Luz Maria knows better than most how dangerous lack of health insurance can be: in 2000, she was diagnosed with breast cancer. She sought out county services, but had trouble obtaining eligibility. Meanwhile, her employer made taking time off to seek out county services almost impossible: “You don’t have time. If you call off, the next day they’ll call you up and suspend you.” Knowing all the while that her cancer could spread, Luz Maria had to find a way to have surgery at the county hospital. If she had had health insurance, Luz Maria could have had her surgery much sooner. “We really need health insurance,” she says, remembering her fight for her life.

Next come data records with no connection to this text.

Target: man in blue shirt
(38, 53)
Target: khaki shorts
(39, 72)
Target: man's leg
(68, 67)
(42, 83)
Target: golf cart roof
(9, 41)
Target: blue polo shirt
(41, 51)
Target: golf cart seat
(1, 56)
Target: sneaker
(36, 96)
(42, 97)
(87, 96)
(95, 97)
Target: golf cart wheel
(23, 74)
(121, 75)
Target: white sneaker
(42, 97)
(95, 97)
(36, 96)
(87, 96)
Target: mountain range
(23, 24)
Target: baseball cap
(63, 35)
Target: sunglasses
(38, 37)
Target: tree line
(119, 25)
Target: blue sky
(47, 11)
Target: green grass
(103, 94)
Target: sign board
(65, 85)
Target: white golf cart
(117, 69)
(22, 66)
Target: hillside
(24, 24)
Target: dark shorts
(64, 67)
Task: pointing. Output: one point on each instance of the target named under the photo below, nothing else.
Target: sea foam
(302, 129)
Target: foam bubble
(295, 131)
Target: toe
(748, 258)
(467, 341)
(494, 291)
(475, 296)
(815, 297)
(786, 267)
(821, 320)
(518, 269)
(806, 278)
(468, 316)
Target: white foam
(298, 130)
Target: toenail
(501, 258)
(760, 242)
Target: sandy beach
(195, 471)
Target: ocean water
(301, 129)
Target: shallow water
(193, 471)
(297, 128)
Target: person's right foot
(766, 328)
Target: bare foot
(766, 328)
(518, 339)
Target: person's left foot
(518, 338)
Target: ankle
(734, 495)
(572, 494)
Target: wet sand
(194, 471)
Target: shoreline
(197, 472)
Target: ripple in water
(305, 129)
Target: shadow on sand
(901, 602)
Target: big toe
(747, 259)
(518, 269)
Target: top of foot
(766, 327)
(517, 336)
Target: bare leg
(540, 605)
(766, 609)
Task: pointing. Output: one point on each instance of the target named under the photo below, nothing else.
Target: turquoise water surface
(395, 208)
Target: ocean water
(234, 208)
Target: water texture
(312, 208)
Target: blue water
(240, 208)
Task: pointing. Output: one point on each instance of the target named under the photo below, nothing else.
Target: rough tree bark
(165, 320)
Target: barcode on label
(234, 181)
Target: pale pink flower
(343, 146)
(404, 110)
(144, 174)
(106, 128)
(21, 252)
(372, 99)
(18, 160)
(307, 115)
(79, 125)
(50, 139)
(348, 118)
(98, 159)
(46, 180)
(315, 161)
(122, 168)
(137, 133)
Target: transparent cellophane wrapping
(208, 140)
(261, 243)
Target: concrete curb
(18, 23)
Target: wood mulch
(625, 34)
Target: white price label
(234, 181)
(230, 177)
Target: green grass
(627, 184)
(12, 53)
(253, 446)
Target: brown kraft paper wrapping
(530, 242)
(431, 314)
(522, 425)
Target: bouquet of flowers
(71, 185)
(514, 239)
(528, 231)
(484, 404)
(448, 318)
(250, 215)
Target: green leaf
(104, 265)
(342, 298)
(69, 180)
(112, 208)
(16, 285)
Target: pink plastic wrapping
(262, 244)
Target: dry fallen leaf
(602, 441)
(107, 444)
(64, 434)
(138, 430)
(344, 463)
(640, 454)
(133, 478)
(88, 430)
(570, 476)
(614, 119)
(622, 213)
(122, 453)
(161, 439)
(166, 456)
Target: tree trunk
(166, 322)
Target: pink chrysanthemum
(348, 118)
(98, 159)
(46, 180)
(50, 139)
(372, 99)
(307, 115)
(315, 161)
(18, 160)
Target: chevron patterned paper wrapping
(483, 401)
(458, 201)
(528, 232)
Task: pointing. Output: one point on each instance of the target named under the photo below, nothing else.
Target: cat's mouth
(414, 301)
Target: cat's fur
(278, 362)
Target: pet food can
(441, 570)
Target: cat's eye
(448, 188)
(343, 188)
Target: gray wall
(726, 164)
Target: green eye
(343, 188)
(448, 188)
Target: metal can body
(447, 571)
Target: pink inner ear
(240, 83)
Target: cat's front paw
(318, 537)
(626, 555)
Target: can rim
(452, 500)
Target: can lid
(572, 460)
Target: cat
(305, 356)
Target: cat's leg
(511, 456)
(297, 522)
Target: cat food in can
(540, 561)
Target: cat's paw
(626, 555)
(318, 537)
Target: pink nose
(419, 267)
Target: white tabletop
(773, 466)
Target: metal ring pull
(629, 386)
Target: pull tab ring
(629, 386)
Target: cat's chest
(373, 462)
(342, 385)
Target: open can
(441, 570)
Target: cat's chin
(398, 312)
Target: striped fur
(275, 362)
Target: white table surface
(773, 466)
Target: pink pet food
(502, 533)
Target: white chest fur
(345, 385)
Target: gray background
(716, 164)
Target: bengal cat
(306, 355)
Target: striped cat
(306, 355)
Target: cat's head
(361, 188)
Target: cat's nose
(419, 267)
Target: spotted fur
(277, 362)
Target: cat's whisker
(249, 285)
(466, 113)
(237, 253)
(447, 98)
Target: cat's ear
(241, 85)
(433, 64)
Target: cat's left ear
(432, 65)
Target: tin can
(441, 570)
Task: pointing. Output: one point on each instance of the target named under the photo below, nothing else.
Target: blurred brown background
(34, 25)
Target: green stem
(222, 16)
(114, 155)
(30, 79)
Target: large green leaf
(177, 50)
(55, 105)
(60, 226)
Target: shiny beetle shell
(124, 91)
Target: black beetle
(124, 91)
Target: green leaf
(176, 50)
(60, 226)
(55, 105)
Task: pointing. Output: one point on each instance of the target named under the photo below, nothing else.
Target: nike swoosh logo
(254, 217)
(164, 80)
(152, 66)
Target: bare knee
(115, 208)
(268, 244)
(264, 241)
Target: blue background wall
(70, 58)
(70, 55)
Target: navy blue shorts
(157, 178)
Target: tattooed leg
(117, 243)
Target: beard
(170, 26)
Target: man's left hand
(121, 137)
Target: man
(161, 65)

Luz Maria’s health problems did not end in 2000. Now, she has been told by county doctors that she needs surgery because of deteriorated ligaments in her knee. Luz Maria feels her knee injury comes in part from years of carrying baggage and assisting passengers in wheelchairs. Ironically, a woman whose job has been helping the disabled may end up in a wheelchair herself. While she is on disability now, it expires in less than a month, and doctors have told her that she cannot renew it. Luz Maria knows that she is one of many workers who suffer from injuries which they cannot get treated. “Once or twice a year, they take us out to eat and think that that’s enough,” Luz Maria says of her employer. Luz Maria knows she has to have the surgery, but is afraid to do so: she will have to spend a long time recovering, and during that time she will not be earning the money she needs to survive.